If you’re wired into the Apple ecosystem it is really hard to get out. All your gadgets are linked, they have your music, apps & photographs, so you might need to check out some hacks many are unaware of.
Every tablet or phone user for example, thinks that force quitting running apps will save battery & that it is best practice when trying to save resources so you have to manually upswipe all open apps.
But experts have warned, yet again, that it is a complete waste of time. In fact, it could actually bring the opposite effect of the one that is intended.

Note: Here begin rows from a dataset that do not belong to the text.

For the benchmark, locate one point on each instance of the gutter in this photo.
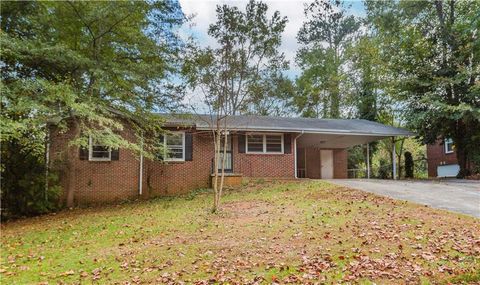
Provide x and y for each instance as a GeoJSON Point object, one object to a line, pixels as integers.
{"type": "Point", "coordinates": [318, 131]}
{"type": "Point", "coordinates": [295, 153]}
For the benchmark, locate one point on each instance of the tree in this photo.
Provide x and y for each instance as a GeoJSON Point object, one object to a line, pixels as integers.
{"type": "Point", "coordinates": [324, 38]}
{"type": "Point", "coordinates": [433, 51]}
{"type": "Point", "coordinates": [72, 63]}
{"type": "Point", "coordinates": [234, 76]}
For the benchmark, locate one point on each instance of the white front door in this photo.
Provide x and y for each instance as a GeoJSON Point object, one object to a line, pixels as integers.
{"type": "Point", "coordinates": [326, 160]}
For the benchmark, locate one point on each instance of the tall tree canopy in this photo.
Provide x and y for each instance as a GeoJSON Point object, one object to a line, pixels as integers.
{"type": "Point", "coordinates": [433, 51]}
{"type": "Point", "coordinates": [243, 74]}
{"type": "Point", "coordinates": [80, 59]}
{"type": "Point", "coordinates": [241, 71]}
{"type": "Point", "coordinates": [324, 37]}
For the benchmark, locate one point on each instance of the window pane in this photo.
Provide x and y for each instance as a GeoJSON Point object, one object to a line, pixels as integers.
{"type": "Point", "coordinates": [449, 145]}
{"type": "Point", "coordinates": [255, 143]}
{"type": "Point", "coordinates": [229, 141]}
{"type": "Point", "coordinates": [174, 139]}
{"type": "Point", "coordinates": [274, 143]}
{"type": "Point", "coordinates": [174, 146]}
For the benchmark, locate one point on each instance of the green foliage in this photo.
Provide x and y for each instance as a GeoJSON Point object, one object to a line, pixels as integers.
{"type": "Point", "coordinates": [324, 37]}
{"type": "Point", "coordinates": [433, 52]}
{"type": "Point", "coordinates": [81, 65]}
{"type": "Point", "coordinates": [24, 192]}
{"type": "Point", "coordinates": [78, 60]}
{"type": "Point", "coordinates": [244, 74]}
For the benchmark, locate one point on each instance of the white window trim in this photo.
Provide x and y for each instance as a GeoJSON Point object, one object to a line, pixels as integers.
{"type": "Point", "coordinates": [446, 142]}
{"type": "Point", "coordinates": [264, 135]}
{"type": "Point", "coordinates": [90, 152]}
{"type": "Point", "coordinates": [165, 158]}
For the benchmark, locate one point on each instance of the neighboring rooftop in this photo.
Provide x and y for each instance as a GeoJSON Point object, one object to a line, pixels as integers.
{"type": "Point", "coordinates": [296, 125]}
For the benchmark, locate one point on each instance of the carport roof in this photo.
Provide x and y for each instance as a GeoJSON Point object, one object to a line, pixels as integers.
{"type": "Point", "coordinates": [295, 125]}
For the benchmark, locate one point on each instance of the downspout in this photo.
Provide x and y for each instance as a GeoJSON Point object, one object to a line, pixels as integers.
{"type": "Point", "coordinates": [47, 159]}
{"type": "Point", "coordinates": [295, 153]}
{"type": "Point", "coordinates": [140, 175]}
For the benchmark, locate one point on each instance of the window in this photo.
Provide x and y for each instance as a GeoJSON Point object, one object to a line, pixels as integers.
{"type": "Point", "coordinates": [174, 146]}
{"type": "Point", "coordinates": [98, 152]}
{"type": "Point", "coordinates": [264, 143]}
{"type": "Point", "coordinates": [255, 143]}
{"type": "Point", "coordinates": [448, 145]}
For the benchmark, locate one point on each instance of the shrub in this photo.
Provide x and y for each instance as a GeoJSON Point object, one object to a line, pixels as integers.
{"type": "Point", "coordinates": [23, 191]}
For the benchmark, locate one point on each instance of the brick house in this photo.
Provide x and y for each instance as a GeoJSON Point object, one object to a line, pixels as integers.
{"type": "Point", "coordinates": [259, 147]}
{"type": "Point", "coordinates": [442, 159]}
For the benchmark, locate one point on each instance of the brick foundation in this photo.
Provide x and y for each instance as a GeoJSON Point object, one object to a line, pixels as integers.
{"type": "Point", "coordinates": [108, 181]}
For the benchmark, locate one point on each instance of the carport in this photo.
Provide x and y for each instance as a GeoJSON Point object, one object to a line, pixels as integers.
{"type": "Point", "coordinates": [318, 144]}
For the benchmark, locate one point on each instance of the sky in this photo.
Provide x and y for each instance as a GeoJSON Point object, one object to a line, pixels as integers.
{"type": "Point", "coordinates": [204, 11]}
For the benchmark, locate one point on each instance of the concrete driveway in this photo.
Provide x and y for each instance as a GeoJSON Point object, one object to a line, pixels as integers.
{"type": "Point", "coordinates": [462, 196]}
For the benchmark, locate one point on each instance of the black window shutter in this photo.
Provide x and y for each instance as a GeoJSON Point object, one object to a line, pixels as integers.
{"type": "Point", "coordinates": [188, 147]}
{"type": "Point", "coordinates": [241, 143]}
{"type": "Point", "coordinates": [83, 153]}
{"type": "Point", "coordinates": [115, 154]}
{"type": "Point", "coordinates": [287, 143]}
{"type": "Point", "coordinates": [159, 155]}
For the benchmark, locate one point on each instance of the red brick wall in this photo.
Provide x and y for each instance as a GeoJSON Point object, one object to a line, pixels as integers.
{"type": "Point", "coordinates": [263, 165]}
{"type": "Point", "coordinates": [95, 182]}
{"type": "Point", "coordinates": [436, 156]}
{"type": "Point", "coordinates": [313, 162]}
{"type": "Point", "coordinates": [180, 177]}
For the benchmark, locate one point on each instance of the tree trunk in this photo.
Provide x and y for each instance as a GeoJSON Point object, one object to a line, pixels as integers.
{"type": "Point", "coordinates": [462, 158]}
{"type": "Point", "coordinates": [216, 199]}
{"type": "Point", "coordinates": [72, 153]}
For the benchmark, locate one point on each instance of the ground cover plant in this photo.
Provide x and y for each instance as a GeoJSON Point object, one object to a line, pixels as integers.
{"type": "Point", "coordinates": [282, 232]}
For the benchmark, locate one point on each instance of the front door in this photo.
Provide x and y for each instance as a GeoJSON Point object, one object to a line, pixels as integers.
{"type": "Point", "coordinates": [228, 157]}
{"type": "Point", "coordinates": [326, 162]}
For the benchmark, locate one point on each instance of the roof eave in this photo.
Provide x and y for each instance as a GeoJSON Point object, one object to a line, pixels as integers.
{"type": "Point", "coordinates": [314, 131]}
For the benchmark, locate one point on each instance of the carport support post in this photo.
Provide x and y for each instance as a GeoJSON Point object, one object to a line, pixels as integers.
{"type": "Point", "coordinates": [394, 160]}
{"type": "Point", "coordinates": [368, 161]}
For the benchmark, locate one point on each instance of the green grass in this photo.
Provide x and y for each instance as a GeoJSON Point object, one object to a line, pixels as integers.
{"type": "Point", "coordinates": [286, 231]}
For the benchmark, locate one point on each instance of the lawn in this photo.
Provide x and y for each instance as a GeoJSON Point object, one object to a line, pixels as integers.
{"type": "Point", "coordinates": [283, 232]}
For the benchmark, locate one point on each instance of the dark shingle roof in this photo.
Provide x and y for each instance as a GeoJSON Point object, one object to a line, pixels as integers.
{"type": "Point", "coordinates": [278, 124]}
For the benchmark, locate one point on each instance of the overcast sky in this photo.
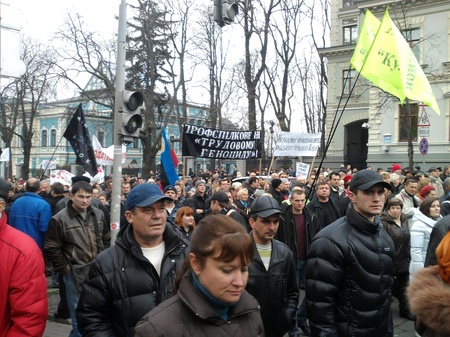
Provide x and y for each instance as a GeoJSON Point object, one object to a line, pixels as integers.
{"type": "Point", "coordinates": [44, 17]}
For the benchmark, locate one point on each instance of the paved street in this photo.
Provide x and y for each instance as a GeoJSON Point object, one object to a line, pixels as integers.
{"type": "Point", "coordinates": [402, 327]}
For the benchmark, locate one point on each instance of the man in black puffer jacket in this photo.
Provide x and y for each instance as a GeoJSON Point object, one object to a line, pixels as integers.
{"type": "Point", "coordinates": [350, 265]}
{"type": "Point", "coordinates": [134, 276]}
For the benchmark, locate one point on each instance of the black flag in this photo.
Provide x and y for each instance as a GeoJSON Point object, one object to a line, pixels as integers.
{"type": "Point", "coordinates": [77, 134]}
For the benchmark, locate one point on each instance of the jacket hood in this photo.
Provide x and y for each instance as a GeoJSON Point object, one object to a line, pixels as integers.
{"type": "Point", "coordinates": [429, 299]}
{"type": "Point", "coordinates": [419, 216]}
{"type": "Point", "coordinates": [361, 223]}
{"type": "Point", "coordinates": [125, 238]}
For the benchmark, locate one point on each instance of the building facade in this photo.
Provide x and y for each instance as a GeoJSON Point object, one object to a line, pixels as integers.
{"type": "Point", "coordinates": [374, 128]}
{"type": "Point", "coordinates": [51, 122]}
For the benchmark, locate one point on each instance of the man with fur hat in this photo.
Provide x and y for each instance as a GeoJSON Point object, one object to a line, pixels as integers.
{"type": "Point", "coordinates": [276, 190]}
{"type": "Point", "coordinates": [199, 202]}
{"type": "Point", "coordinates": [221, 204]}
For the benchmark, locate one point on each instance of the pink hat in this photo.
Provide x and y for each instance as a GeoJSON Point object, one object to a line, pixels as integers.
{"type": "Point", "coordinates": [425, 190]}
{"type": "Point", "coordinates": [396, 167]}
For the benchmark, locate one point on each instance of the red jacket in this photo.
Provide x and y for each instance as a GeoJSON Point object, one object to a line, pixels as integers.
{"type": "Point", "coordinates": [23, 286]}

The practice of closing down background sandboxed apps may be a misconception if using modern app based operating systems, for example the Windows 10 UWP apps, or when using iOS or Android O. This is because Apps in the background are effectively ‘frozen’, severely limiting what they can do & freeing up the original RAM they were using. iOS originally used this concept so that unfreezing a frozen app takes up way less CPU (& energy) than relaunching an app that had been force quit.
Not only does force quitting your apps not help, it can actually hurt . Your battery life will be worse and it will take much longer to switch apps if you force quit them in the background.
Apple’s feature was one of the big technical advantages that iOS held over Google’s Android operating system, because it forced apps to quit when they were not in use to stop them using up memory. Until more recently Android apps have had to be relaunched again by the OS when they are reopened - a much slower process than simply “unfreezing” them.
So every user in the world who habitually force quits modern background apps manually may be wasting all of the effort that went into this while simultaneously wasting their own device’s battery life & making everything slower for themselves!